How to visualize Word2Vec embeddings using t-SNE or PCA?
Published on Aug. 22, 2023, 12:18 p.m.
To visualize Word2Vec embeddings using t-SNE or PCA, the first step is to extract the embeddings for each word in the vocabulary. Once you have the embeddings, you can use dimensionality reduction techniques such as t-SNE or PCA to reduce the dimensionality of the embeddings to two or three dimensions, which can then be plotted for data visualization.
Here is an example of how to extract the embeddings and perform dimensionality reduction using t-SNE in Python:
from gensim.models import Word2Vec
import numpy as np
from sklearn.manifold import TSNE
import matplotlib.pyplot as plt
model = Word2Vec.load('word2vec.model')
words = list(model.wv.vocab)
embeddings = np.array([model.wv[word] for word in words])
tsne = TSNE(n_components=2, random_state=0)
tsne_embeddings = tsne.fit_transform(embeddings)

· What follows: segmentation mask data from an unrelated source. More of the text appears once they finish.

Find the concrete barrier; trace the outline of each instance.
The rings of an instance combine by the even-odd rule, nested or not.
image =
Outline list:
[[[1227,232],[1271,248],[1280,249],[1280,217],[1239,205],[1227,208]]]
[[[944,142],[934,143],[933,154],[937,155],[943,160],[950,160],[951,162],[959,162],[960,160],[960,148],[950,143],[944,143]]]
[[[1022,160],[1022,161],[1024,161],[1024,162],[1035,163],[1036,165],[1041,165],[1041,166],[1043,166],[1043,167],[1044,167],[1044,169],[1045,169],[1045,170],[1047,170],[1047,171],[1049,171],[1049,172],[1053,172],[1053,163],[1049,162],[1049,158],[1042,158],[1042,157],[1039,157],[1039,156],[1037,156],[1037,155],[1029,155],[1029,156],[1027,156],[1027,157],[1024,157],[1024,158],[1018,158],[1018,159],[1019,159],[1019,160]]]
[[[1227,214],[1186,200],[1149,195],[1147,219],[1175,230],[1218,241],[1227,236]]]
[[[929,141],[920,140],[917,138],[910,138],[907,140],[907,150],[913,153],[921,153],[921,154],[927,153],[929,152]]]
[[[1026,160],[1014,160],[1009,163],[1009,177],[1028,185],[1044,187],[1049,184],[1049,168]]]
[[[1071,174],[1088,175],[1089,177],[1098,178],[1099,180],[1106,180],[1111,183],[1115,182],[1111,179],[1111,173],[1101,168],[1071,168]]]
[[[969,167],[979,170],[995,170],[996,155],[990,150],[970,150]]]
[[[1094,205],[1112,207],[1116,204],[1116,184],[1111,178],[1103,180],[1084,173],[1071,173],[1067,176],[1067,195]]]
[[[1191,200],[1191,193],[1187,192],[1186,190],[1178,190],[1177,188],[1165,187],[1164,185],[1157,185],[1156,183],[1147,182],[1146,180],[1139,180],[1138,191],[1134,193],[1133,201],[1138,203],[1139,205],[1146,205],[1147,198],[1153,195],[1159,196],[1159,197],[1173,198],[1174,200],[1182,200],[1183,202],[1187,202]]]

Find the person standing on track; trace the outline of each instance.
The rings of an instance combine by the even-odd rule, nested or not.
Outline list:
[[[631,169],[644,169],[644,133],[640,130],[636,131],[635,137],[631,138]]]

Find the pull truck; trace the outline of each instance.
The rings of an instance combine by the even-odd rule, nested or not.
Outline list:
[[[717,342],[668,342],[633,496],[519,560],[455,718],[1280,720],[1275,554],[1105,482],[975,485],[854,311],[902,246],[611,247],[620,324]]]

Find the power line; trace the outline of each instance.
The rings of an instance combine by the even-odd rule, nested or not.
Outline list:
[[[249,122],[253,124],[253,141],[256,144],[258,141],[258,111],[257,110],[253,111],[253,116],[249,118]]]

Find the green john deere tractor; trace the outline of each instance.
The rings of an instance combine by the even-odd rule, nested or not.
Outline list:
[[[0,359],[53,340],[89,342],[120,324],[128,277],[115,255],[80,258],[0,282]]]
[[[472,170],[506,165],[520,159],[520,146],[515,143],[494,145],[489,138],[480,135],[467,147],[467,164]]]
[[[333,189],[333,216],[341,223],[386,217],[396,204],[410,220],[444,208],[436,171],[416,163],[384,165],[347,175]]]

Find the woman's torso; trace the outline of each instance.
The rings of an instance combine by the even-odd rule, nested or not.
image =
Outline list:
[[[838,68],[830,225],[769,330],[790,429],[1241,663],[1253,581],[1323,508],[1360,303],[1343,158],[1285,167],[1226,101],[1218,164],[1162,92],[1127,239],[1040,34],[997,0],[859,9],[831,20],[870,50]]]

plt.figure(figsize=(10, 10))
for i, word in enumerate(words):
x, y = tsne_embeddings[i, :]
plt.scatter(x, y)
plt.annotate(word, xy=(x, y), xytext=(4, 4), textcoords='offset points', ha='right', va='bottom')
plt.show()
This code loads a pre-trained Word2Vec model, extracts the embeddings for each word in the vocabulary, and then applies t-SNE to reduce the dimensionality of the embeddings to two dimensions. Finally, it plots the embeddings in a scatter plot with annotations for each word.
You can modify the code to use PCA instead of t-SNE or to plot the embeddings in three dimensions instead of two, depending on your specific needs.